Okay, so you can't miss the desperate romanticism, note also the subtle irony.

I confess to a certain amount of embarrassment at my passion for this mode of writing, this mode of being. When I first read Laforgue in my early twenties I felt a great affinity, not just for the aching melodrama with the self-concious irony, but also for his use of mundane details to convey emotion. Will write more about this later. It was many years later (when I fell for T. S. Eliot) that I also learned of Eliot's passion for Laforgue, more on THAT later as well.

Laforgue's vision of constant yearning and melancholy surely impacted my intimacy skills — focused so exclusively on the idea of pursuit and never giving a pragmatic thought to what happens after.
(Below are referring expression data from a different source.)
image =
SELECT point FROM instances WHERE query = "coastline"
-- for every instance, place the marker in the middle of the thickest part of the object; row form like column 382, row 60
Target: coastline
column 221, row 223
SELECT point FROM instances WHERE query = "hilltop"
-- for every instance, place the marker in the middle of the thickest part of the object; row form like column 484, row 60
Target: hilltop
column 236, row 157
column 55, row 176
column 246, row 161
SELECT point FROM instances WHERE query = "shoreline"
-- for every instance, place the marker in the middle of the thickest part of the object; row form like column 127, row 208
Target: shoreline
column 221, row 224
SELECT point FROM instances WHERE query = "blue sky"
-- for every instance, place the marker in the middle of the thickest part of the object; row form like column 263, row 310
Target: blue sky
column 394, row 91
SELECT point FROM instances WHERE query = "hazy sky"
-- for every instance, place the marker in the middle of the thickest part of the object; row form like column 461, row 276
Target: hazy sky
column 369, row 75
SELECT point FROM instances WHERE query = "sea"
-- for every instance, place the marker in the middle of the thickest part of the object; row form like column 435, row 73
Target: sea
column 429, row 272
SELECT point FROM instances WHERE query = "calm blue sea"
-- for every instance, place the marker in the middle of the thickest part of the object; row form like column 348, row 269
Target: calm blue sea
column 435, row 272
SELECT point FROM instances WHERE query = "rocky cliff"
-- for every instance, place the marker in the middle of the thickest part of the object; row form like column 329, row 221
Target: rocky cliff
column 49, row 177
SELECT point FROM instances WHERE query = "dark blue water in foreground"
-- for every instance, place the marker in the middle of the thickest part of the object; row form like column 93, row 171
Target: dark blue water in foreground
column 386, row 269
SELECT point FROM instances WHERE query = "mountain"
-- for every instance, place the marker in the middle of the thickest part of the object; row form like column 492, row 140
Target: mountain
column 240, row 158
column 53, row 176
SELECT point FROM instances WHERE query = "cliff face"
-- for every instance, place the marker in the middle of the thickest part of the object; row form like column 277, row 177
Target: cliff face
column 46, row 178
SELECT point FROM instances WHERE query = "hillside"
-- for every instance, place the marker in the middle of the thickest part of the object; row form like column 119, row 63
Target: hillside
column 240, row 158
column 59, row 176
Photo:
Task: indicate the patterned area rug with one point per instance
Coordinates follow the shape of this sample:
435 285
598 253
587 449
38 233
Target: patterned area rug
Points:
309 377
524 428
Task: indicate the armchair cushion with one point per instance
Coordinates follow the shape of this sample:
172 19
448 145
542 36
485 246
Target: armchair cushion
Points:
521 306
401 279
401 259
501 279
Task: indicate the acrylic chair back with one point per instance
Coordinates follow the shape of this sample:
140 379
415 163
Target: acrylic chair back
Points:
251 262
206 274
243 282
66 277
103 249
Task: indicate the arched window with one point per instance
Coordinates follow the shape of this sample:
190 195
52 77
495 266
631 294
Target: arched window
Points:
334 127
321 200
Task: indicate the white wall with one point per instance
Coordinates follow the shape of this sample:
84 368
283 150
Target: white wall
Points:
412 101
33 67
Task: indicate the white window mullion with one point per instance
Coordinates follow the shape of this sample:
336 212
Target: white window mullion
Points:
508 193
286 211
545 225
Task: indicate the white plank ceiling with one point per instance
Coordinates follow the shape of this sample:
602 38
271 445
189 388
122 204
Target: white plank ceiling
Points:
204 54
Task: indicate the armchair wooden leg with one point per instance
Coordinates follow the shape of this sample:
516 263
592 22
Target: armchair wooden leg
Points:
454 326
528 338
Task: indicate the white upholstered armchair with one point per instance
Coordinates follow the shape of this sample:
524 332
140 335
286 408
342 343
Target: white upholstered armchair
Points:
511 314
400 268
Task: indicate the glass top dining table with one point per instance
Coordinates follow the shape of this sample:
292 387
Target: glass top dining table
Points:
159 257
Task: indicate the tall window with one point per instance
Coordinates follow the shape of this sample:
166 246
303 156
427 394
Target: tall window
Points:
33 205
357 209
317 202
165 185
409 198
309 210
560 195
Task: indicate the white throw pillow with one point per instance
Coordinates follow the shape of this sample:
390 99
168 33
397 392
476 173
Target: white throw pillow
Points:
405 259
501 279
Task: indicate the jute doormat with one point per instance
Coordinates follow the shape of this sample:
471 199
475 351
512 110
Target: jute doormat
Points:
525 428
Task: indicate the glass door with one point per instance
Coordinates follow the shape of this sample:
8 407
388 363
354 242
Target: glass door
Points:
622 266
And he is so clearly resigned to this state of hopeless longing — he will perenially pine for his love object, recognizing his own inability to commit to a mature relationship. Embracing and celebrating his own melancholic loneliness he then magnifies his desire even further by giving voice to his idealized, excessively chaste picture of the love that is always out of reach.

I've always been drawn to this in Gide as well. And, at the same time ashamed at the obvious immaturity of this world view. But it makes for fertile creative material.